The septuagenarian professor of Economics at Johns Hopkins University is the latest academic to wade into El Salvador’ recent BTC adoption as legal tender. In his characteristically fiery takes, Steve Hanke warned that the Central American nation’s latest move has the potential to “completely collapse the economy.”

Hanke, who served as part of the economic advisory team during the Reagan administration from 1981 to 1982 does not shy away from criticising bitcoin. In a recent publication on Nationa Review, Steve Hanke described BTC as nothing but a speculative asset “with a fundamental value of zero”. A month later, Hanke would troll the Bitcoin community in a tweet where he said, “cryptocurrencies are the future of money. Bitcoin is not.”

The senior economist, while speaking with Kitco News on June 15, expressed concerns about the possible targeting of El Salvador’s economy by United States competitor nations like China and Russia. Specifically, Steven Hanke said

“It has the potential to completely collapse the economy because all the dollars in El Salvador could be vacuumed up, and there'd be no money in the country. They don't have a domestic currency. ”

Hanke also didn’t hide his displeasure towards the El Salvadorian congresspeople for passing the landmark Bitcoin Law which effectively made BTC a legal tender mandating merchants and businesses to start accepting bitcoin as a form of payment and settlement for goods and services. Hanke described those who supported President Nayib Bukele's bill as "in a word, stupid," further questioning how pragmatic that law is, especially with his doubts in BTC functioning as a legal tender where the majority of its inhabitants operate on cash and do not posses bank accounts.

“You're not going to pay for your taxi ride with a Bitcoin. It's ridiculous [...] You've got 70 percent of the people in El Salvador don't even have bank accounts,” Hanke derides El Salvador's latest move.

He further speculated that “dark forces are behind this [El Salavdor’s Bitcoin Law] aiming to use Bitcoin to start ferrying away the country’s US dollars.

Meanwhile, the Central American Bank for Economic Integration (CABEI) shares an opposing view with Hanke as it lauded El Salvador's Bitcoin Law saying it "creates many spaces and opportunities." The bank has also offered to form a technical advisory group aiming to help El Salvador transition easily from its conventional payment to cryptocurrency system.

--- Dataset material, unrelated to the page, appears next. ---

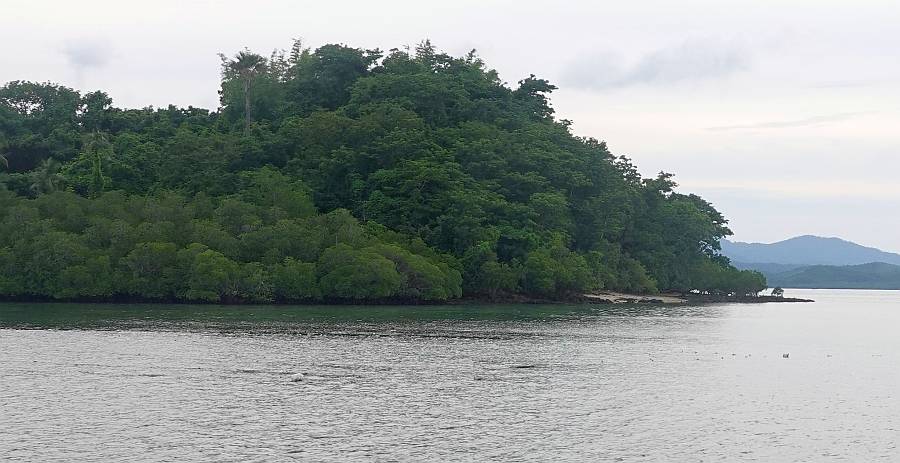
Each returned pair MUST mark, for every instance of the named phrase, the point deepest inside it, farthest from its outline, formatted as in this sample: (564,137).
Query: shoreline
(597,298)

Muneeb Ali, a pakistani born and professor of computer scientist and co-founder of Blockstack, an open-source decentralized computing platform in a reactionary post although not directly referencing Steve Hanke tweeted saying:

Dear Economics Professors,

Bitcoin takes from ivory towers are hilariously bad. You need to get your hands dirty and be in the trenches to understand the power of Bitcoin.

— Muneeb

(An academic who left academia.)

While some academics like Hanke continue to voice their pessimism for the Central American nation's new Bitcoin Law, President Nayib Bukele’s move is already proving profitable both on a micro and macro economic level for his nation. Reuters reported that small transfers of bitcoin to El Salvador jumped over four-fold in May from a year ago. El Salvador’s real estate sector is also taking a positive hit. A recent tweet by @DocumentingBTC handle shared saying “Google searches f0r ‘El Salvador Real Estate’ went to the moon after the nation adopted Bitcoin last week”.